Getting Closer...Need help with RegEx...

Technical support and scripting issues

Moderators: JRL, Dorian (MJT support)

Post Reply
rjw524
Pro Scripter
Posts: 104
Joined: Wed May 09, 2012 9:45 pm
Location: Michigan

Getting Closer...Need help with RegEx...

Post by rjw524 » Tue Jan 27, 2015 9:05 am

Well, thanks to several of the moderators (JRL, Bob, et al.), other regular contributors, the archives (and of course, Marcus) I'm getting a little better everyday with this.

I'm starting to play with Regular Expressions which I'm seeing the power of almost instantly.

I'm still having difficulty writing them however, and I have to put together a few for a pretty large text file that I created by basically copying and pasting the text of a website to which I have access into a text file.

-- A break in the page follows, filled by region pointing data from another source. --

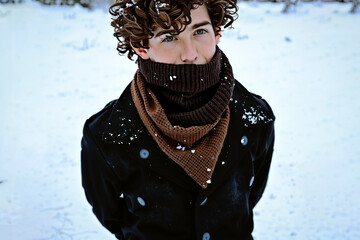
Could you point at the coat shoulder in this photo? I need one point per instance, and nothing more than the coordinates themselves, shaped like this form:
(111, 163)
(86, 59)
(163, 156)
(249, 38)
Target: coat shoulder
(252, 109)
(98, 123)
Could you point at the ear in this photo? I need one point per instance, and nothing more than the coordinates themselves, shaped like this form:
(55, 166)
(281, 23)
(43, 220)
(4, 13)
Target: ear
(142, 52)
(217, 35)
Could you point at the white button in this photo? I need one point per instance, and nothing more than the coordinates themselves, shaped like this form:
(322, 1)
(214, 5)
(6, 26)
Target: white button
(206, 236)
(244, 140)
(203, 202)
(141, 201)
(251, 181)
(144, 153)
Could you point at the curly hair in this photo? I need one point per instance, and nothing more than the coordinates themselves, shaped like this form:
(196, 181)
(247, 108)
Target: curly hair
(135, 20)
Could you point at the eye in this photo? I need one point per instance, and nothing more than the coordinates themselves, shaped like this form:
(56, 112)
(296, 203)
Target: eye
(201, 31)
(169, 39)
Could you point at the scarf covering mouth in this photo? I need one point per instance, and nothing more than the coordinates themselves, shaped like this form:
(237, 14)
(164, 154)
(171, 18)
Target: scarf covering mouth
(191, 94)
(197, 146)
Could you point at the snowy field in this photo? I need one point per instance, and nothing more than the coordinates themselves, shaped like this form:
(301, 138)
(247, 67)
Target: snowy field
(58, 66)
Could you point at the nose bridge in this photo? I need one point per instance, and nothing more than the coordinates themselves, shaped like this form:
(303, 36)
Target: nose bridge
(189, 51)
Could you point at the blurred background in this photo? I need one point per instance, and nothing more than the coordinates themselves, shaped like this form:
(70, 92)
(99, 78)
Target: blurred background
(59, 65)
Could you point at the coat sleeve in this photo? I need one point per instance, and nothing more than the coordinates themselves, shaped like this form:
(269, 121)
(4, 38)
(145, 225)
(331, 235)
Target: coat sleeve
(101, 185)
(262, 165)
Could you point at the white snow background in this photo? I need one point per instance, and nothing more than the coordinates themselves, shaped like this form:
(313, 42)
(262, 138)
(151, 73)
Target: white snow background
(59, 65)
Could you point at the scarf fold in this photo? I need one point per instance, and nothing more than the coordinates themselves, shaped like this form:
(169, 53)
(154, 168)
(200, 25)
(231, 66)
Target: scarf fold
(196, 149)
(191, 94)
(194, 138)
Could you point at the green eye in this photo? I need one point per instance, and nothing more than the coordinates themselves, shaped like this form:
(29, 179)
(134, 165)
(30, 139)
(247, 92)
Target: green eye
(168, 39)
(200, 31)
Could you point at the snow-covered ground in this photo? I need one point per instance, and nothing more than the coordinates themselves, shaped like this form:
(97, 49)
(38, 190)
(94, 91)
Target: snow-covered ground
(58, 66)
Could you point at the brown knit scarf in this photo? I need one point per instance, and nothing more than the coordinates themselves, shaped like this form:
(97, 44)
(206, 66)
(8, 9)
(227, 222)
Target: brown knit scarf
(195, 148)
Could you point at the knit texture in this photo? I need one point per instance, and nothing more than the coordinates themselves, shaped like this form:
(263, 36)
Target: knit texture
(191, 94)
(196, 149)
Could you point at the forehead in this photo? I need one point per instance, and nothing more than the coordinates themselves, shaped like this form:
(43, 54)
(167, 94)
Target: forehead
(199, 16)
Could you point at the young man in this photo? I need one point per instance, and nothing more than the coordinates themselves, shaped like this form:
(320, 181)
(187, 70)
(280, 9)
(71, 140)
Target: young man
(185, 152)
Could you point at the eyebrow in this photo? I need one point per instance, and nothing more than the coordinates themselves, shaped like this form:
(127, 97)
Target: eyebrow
(172, 31)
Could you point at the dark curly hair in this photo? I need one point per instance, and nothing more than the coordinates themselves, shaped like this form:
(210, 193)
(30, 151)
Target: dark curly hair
(135, 20)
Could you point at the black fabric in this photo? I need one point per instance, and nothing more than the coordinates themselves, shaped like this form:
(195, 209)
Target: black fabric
(147, 196)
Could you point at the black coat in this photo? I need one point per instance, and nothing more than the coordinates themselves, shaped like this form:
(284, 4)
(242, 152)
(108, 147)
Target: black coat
(137, 192)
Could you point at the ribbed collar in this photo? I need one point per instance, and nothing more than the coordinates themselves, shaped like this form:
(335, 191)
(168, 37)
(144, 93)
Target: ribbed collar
(182, 78)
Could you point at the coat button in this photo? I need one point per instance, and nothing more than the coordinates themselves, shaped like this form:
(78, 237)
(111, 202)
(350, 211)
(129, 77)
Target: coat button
(144, 153)
(203, 202)
(244, 140)
(141, 201)
(251, 181)
(206, 236)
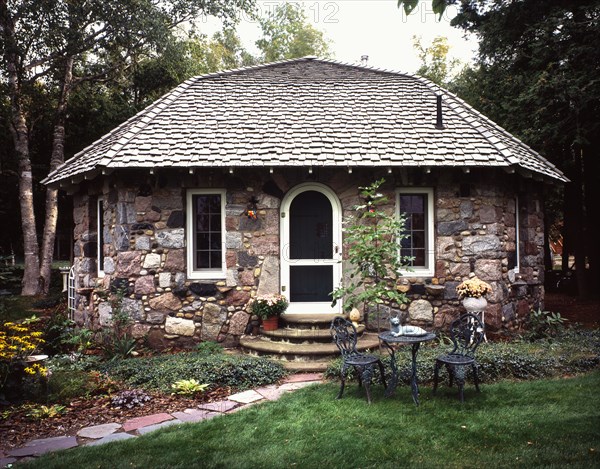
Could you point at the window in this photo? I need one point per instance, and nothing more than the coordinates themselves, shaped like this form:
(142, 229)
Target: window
(417, 206)
(206, 233)
(100, 235)
(515, 259)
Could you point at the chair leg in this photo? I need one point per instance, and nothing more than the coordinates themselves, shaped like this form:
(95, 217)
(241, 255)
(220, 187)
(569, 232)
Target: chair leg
(450, 370)
(343, 371)
(476, 376)
(436, 375)
(367, 375)
(459, 374)
(382, 372)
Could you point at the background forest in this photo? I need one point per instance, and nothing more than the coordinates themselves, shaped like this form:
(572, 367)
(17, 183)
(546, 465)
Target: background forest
(72, 71)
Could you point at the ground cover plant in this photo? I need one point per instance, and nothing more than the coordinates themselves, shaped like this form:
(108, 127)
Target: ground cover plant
(162, 371)
(542, 423)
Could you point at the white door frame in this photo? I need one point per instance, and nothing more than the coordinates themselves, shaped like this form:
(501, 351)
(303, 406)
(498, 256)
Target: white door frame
(335, 262)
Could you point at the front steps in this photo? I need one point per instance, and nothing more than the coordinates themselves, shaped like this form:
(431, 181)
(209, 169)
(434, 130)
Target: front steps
(303, 342)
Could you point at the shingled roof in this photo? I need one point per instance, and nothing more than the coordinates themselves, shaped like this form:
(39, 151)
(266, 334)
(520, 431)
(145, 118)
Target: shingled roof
(305, 112)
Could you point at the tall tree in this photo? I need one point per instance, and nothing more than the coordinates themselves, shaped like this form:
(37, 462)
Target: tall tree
(537, 75)
(42, 43)
(287, 34)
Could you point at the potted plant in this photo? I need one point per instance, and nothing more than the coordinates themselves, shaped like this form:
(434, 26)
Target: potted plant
(372, 240)
(268, 308)
(471, 292)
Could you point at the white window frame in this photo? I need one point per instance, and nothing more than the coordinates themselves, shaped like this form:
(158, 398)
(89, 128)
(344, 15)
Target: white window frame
(100, 236)
(190, 231)
(429, 269)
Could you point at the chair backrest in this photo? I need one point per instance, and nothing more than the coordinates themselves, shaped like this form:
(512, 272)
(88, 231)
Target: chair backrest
(466, 334)
(344, 335)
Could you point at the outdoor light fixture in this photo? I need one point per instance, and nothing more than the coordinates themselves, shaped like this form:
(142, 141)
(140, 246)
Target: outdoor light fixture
(251, 208)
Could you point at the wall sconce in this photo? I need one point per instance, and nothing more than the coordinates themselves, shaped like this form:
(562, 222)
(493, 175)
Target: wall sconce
(251, 209)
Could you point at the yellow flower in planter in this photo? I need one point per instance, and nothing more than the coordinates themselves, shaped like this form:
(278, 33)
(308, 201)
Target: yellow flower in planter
(473, 288)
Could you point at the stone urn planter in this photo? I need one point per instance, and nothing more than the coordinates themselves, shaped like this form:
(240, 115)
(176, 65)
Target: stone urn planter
(473, 304)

I decided to do so after giving it a go with IEGetTags and IEGetTagsByAttri without much success. So, instead I just automated the "view source" copy the whole thing to the clipboard and paste it to a notepad file.

Now, what I need to do is probably pretty simple in terms of RegEx expressions, but it's still a bit beyond me as this point. I've listed them as steps below:

STEP 1: EXTRACT THE NEEDED DATA:

I need to extract EACH OCCURRENCE of the following data: (in actual practice this text file will contain hundreds possibly thousands of occurrences if I pasted each page of the results into one big text file. For the purposes of this post however, I only included the snippets I'd need to parse out.)

Actual Text File String:
<span class="given-name">John Smith</span>
What I need:
John Smith

Actual Text File String:
<dd class="location first">
Greater Detroit Area
</dd>
What I Need:
Greater Detroit Area

Actual Text File String:
<dd class="industry">
Accounting
</dd>

What I Need:
Accounting

Actual Text File String:
<dd class="current">
<span class='block'>Manager of <strong>Accounting</strong> and <strong>Financial</strong> <strong>Reporting</strong> at <strong>ACME Corporation</strong> <strong>Inc</strong></span><span class='block'>Independent Consultant at BeautiControl/True to You Beauty by Sandy</span>
</dd>

What I Need:
Manager of Accounting and Financial Reporting

What I Need:
ACME Corporation Inc.

STEP 2: PLACING THESE PARSED OUT VALUES INTO A CSV OR EXCEL FILE IN A ROW BY ROW FORMAT
(IDEALLY WITHOUT HAVING TO OPEN EXCEL)

COL A, COL B, COL C, COL D, COL E
ROW 1 John Smith, Greater Detroit Area, Accounting, Mgr of Accounting and Financial Reporting, ACME Corporation Inc.
ROW 2
ROW 3
...
ROW 500

Any ideas on how to structure this is MS 13?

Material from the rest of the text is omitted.